50 Shades of Cannabis
One of the most fun aspects about growing Cannabis at home is trying different strains. There are all sorts of colors out there - red, purple, black, pink, green. Each single one looks awesome and truly varies from one another during the blooming stage. In this article I will walk you through the most beautiful strains and discover what makes them look like this. Get ready to select the dopest-looking one for your next growing!
DO COLORS HAVE DIFFERENT EFFECTS?
It is important to point out that whilst dark black buds may give an impression that they can deliver a completely different level of high, in reality it is not the case. The potency of weed depends on the percentage of THC. However, the color does affect the flavor. In fact, some of the bright colorful strains have a smell totally different from the classic marijuana odor. That is what makes the attempts to grow something exotic totally worth it!
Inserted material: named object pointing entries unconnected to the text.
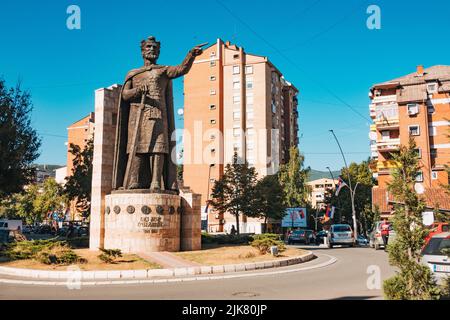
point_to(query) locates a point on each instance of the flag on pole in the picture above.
(341, 184)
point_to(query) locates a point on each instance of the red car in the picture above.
(437, 228)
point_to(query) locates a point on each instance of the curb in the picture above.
(153, 273)
(73, 284)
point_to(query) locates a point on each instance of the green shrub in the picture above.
(263, 242)
(109, 255)
(44, 251)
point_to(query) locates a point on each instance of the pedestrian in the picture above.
(385, 226)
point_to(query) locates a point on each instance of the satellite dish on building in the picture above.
(419, 188)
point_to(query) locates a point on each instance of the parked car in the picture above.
(375, 238)
(320, 236)
(362, 241)
(435, 258)
(303, 236)
(340, 234)
(437, 228)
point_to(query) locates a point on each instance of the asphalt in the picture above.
(357, 274)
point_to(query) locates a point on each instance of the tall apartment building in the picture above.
(235, 102)
(415, 105)
(319, 188)
(78, 134)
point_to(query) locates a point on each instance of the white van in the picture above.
(11, 225)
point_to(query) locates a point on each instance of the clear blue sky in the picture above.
(322, 46)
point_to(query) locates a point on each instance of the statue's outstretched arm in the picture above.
(186, 65)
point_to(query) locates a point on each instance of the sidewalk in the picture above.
(167, 260)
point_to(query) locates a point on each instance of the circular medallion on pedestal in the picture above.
(146, 210)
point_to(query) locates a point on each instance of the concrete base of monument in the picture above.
(141, 221)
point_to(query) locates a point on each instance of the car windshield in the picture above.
(342, 229)
(436, 245)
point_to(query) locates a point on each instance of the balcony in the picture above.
(385, 167)
(385, 99)
(388, 145)
(388, 124)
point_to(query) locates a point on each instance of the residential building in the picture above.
(416, 105)
(319, 188)
(79, 134)
(235, 102)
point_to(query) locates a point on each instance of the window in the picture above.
(419, 177)
(433, 131)
(385, 135)
(250, 99)
(249, 82)
(432, 87)
(414, 130)
(419, 152)
(413, 109)
(433, 153)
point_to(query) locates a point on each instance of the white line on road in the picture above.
(130, 282)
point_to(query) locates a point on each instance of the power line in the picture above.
(292, 62)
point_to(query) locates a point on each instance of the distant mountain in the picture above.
(315, 174)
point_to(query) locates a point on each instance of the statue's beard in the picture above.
(151, 57)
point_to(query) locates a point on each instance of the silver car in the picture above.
(435, 257)
(340, 234)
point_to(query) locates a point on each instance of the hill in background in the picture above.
(315, 174)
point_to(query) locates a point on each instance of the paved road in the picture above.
(345, 279)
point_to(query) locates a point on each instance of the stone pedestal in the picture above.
(142, 222)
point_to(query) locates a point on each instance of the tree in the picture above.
(413, 281)
(293, 178)
(269, 199)
(234, 192)
(79, 185)
(361, 174)
(19, 142)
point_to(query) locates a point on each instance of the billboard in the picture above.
(295, 217)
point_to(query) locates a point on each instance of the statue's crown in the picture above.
(150, 39)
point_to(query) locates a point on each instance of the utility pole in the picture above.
(339, 201)
(352, 192)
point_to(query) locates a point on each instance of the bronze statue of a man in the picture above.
(145, 123)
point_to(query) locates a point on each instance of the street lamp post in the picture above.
(352, 191)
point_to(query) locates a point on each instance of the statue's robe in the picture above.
(156, 127)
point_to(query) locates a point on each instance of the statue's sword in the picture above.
(132, 154)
WHAT DOES COLOR DEPEND ON?
Thanks to breeders that have been doing their job great since 1970x, nowadays we have a whole plethora of strains to choose from. The ability to select from the broad color range adds another element of choice and luxury to the experience. While during the growing stage all Cannabis looks the same regardless of the strain, genetics fully “turns on” at the blooming stage, where colorful buds and leaves steal the show.
This beauty occurs due to anthocyanins - colorful chemicals that are responsible for tinges of red, purple, and blue throughout the plant kingdom, including blueberries, red cabbage, cranberries, cherries, aubergine, and purple potatoes.
Researchers have identified over 700 anthocyanins that plants create as secondary metabolites. They’re not directly involved in plant growth or development, but are instead utilized to attract beneficial insects and combat biotic (viruses, bacteria, fungi, and insects) and abiotic (UV rays and high temperatures) stressors.
These radiant phytochemicals are partly responsible for the many colors of weed, but they aren’t the only ones to affect it. pH also plays a big role. Anthocyanins display reddish-purple tones at a neutral pH of 7, red-pink shades in an acidic range of 1–6, and green tones at an alkaline pH of 8–14.
Let’s have a look at which colors and strains have the best genetics to give out outstanding visual appearance.
1) Green (chlorophyll)
The most common bud color that can’t really surprise anyone is green. However, some strains look so acidly-green, that they certainly won’t fail in attracting special attention. The depth and intensity of the green color depend on the amount of chlorophyll - an element that lies at the heart of the “photosynthesis” process, if you remember that one from biology classes.
Strains with acidly-green color: Euphoria, Triple G
2) Yellow (Carotenoids)
The striking shades of yellow are the result of the work of another phytochemical called Carotenoids. These molecules are a family of yellow, orange, and red organic pigments found in many plant species. They lend vibrant colors to carrots, papaya, squash, bell peppers, and more. Carotenoids fulfill a bunch of functions in plants, working as antioxidants, color attractants, the precursors to plant hormones; they even help out when it comes to photosynthesis.
Strains with bright yellow-orange tones: Bubble Kush, Golden Lemon
3) Red (anthocyanins and carotenoids)
Both anthocyanins and carotenoids serve up tones of red and pink. The carotenoid lutein absorbs blue light and appears orange–red at high concentrations. Anthocyanins also develop a red–pink shade when exposed to an acidic pH. Because cannabis plants thrive in a slightly acidic pH of 5.8–6.2, strains with higher quantities of these pigments are likely to develop red and pink hues in optimal conditions.
Strains with strong red tones: Black Russian, Red Poison
4) Purple (anthocyanins)
Personally my favorite weed color due to its “alien” appearance. Mature plant of purple color looks like something that doesn’t belong to the flora of the Earth. Purple cannabis has become extremely popular in recent years, and many consumers and growers prefer these colorful buds to standard green ones. On top of that, purple weed has a magnificent smell that reminds a mix of fruits with oak bark. Once again, anthocyanins underpin these brilliant shades, especially when exposed to a more neutral pH range.
Strains with strong purple tones: Purple Queen
5) Black (anthocyanins)
Plants that appear black are actually displaying very deep shades of purple. These strains possess high levels of anthocyanins, possibly due to a recessive gene that increases the conversion of glucose into these colorful pigments. With the right genetics, and when exposed to a more neutral pH, cannabis strains are capable of unleashing these astonishing, rich shades.